Via The New York Times: Coronavirus in N.Y.: Without Chinese Tourists, Business Sags. Excerpt:
The manager of a hotel near Newark Liberty International Airport that relies on tourists from China estimated the loss from the coronavirus outbreak at “well over $100,000 and climbing.”
A company that arranges Chinese-language bus tours of the sights in Manhattan is dealing with as many as 300 cancellations from Chinese tourists who cannot come to New York this week.
The owner of a travel agency in Queens who had booked trips for 200 Chinese tourists this week and next has already thought about when he might have to lay off two of his five employees.
With health officials scrambling to deal with an outbreak that is spreading around the world, tour operators and travel agents in the New York area are bracing for the economic pain that will come with empty rooms in hotels and empty seats on tour buses.
“It’s going to be a serious financial burden,” said Elizabeth Chin, a travel agent in Fort Lee, N.J., and the chairwoman of the Pacific Asia Travel Association, a trade group. “The flights are canceled. The tour operators have canceled.”
Across the globe, many cities are starting to experience the fallout from the precipitous drop of visitors from China now that the Chinese government has imposed a ban on organized tours and many airlines have suspended service to and from that country.

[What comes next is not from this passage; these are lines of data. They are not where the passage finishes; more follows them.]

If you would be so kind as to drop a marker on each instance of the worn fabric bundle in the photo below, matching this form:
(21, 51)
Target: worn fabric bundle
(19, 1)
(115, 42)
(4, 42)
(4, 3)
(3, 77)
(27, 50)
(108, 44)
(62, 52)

The coronavirus is believed to have originated in Wuhan, China, late last year.
In London, restaurant operators in the city’s Chinatown have noticed a steep drop in business since the country’s first two cases of the coronavirus were confirmed last week in northeast England.
“Compared to the last few months, we lost around 50 percent of our customers,” said Martin Ma, the general manager of Jinli, a restaurant with two branches in Chinatown. “The reason is the virus.”
Health officials in New York have identified three possible cases of the virus among residents, all of whom are now hospitalized. The official said the city was prepared for the possible spread of the virus and cautioned people not to panic.
Still, beyond a plunge in Chinese visitors, owners of restaurants and stores in New York’s three main Chinatowns — in Lower Manhattan; Flushing, Queens; and Sunset Park, Brooklyn — say the coronavirus and the fears it has stoked are hurting business.
At restaurants in Chinatown in Manhattan, workers and owners said business had dropped 50 to 70 percent in the last 10 days.
In New York City, China is an important source of visitors. Chinese tourists represent the second-largest group of foreign travelers. (Visitors from Britain are No. 1.)
Bruce Zhu, the manager of China Tour Travel Services in Flushing, Queens, had booked hotel rooms and made sightseeing-tour arrangements for 200 people who were scheduled to arrive from China in the next two weeks. He said that was a typical number for early to mid-February.
“It’s a big problem,” he said. “We have to cancel the bookings, cancel the hotels. We lose a lot of money on the bookings.”